The construction of lava barriers around Svartsengi Power Plant and the Blue Lagoon has begun. The barriers are meant to protect important infrastructure on the Reykjanes peninsula in case of an eruption, which is still considered likely in the coming days or weeks. Iceland’s Parliament approved a bill just before midnight last night to enable the building of lava barriers, which will be financed through a tax hike.
An ambitious project
The barriers will be 6-8 metres [20-26 feet] high and are expected to take 30-40 days to complete, Vísir reports. The gravel and soil used to build them are being mined from nearby Stapafell mountain. Minister of Justice Guðrún Hasteinsdóttir stated yesterday that the preparations for building the barriers are going well. Protecting the Svartsengi Power Plant is critical as it provides water and electricity to the entire Suðurnes region.
200 companies and 2,000 workers affected
Both Guðrún and Minister of Social Affairs and Labour Guðmundur Ingi Guðbrandsson expressed the government’s desire for assisting Grindavík in repairing the damage the town has sustained, as well as supports its residents who have been evacuated from their homes and who may also face unemployment. Nearly 200 companies with around 2,000 employees operate within the evacuated area, and face uncertainty as to whether and when they may continue operations. The Directorate of Labour has stated that affected workers will be eligible for retroactive unemployment benefits from yesterday.

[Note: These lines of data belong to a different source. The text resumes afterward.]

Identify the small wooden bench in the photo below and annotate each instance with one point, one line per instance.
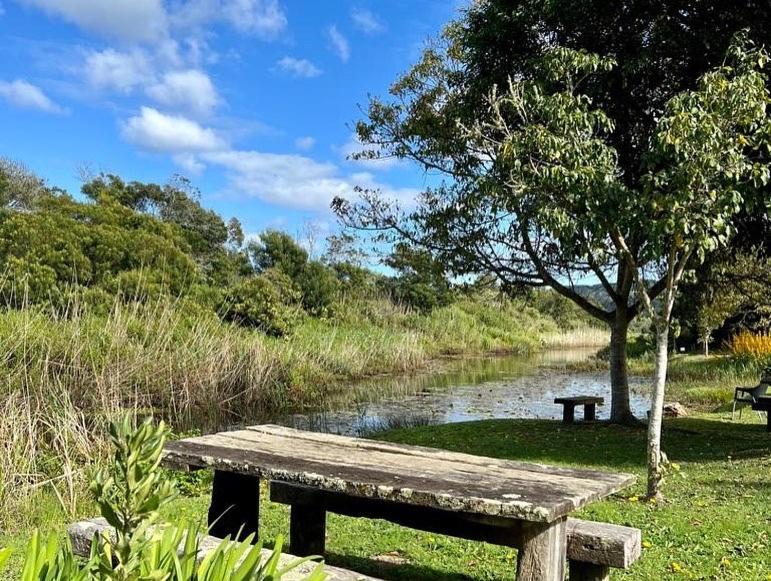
(83, 532)
(763, 404)
(569, 404)
(592, 547)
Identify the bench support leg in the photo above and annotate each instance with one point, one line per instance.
(542, 553)
(235, 505)
(307, 529)
(588, 572)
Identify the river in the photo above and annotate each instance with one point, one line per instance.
(466, 389)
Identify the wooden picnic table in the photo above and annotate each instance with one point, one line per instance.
(531, 501)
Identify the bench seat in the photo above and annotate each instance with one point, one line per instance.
(82, 533)
(592, 547)
(590, 403)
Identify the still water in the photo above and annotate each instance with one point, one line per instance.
(467, 389)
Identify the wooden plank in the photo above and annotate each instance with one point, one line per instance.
(587, 541)
(542, 554)
(82, 533)
(603, 543)
(475, 527)
(417, 476)
(580, 399)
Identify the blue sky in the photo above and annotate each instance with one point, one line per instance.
(251, 99)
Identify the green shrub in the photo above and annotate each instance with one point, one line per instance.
(319, 286)
(129, 492)
(260, 303)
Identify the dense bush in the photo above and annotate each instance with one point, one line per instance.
(262, 303)
(319, 287)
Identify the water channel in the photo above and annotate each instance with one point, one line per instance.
(467, 389)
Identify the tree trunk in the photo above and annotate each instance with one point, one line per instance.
(655, 464)
(620, 410)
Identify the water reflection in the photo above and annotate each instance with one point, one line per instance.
(463, 390)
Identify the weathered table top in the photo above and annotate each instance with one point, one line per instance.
(579, 399)
(407, 474)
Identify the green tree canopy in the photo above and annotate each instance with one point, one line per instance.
(276, 249)
(519, 83)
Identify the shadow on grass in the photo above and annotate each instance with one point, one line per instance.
(596, 444)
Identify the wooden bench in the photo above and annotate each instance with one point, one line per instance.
(83, 532)
(749, 395)
(569, 404)
(592, 547)
(527, 504)
(763, 404)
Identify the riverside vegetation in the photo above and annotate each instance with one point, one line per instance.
(139, 299)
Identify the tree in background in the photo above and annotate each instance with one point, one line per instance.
(20, 188)
(317, 283)
(421, 281)
(711, 157)
(477, 222)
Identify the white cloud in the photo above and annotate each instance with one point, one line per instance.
(353, 145)
(190, 89)
(366, 21)
(338, 43)
(156, 131)
(298, 67)
(120, 71)
(190, 163)
(295, 181)
(20, 93)
(126, 20)
(304, 143)
(265, 19)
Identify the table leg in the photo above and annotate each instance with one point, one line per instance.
(543, 551)
(307, 529)
(235, 505)
(588, 572)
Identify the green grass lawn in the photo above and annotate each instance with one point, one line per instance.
(715, 525)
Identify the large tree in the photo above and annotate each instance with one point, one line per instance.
(476, 221)
(710, 159)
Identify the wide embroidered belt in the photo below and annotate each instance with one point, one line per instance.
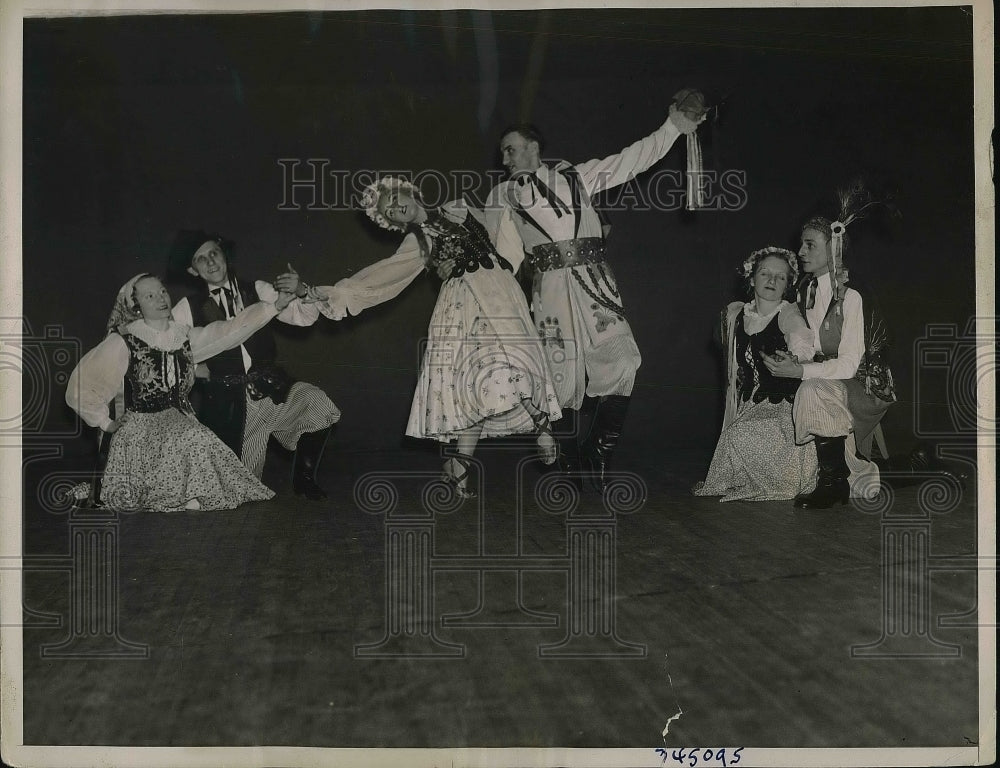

Lava barriers financed with a tax hike
The lava barriers will be financed by levying an additional tax on property owners in Iceland equivalent to 0.08% of their property’s fire insurance valuation (brunabótamat). The owner of a property worth ISK 100 million [$695,000, €650,000] will therefore pay an additional ISK 8,000 [$56, €52]. The tax will be levied for a period of three years, though it bears noting that similar taxes imposed in Iceland have later become permanent.
Pirate Party MP Þórhildur Sunna Ævarsdóttir and Centre Party Chairman Sigmundur Davíð Gunnlaugsson argued that any lava barriers constructed should be paid for with existing tax revenue. Some locals have argued that the privately-owned Svartsengi Power Plant and Blue Lagoon, which have made significant profits in recent years, should partake in financing the barriers.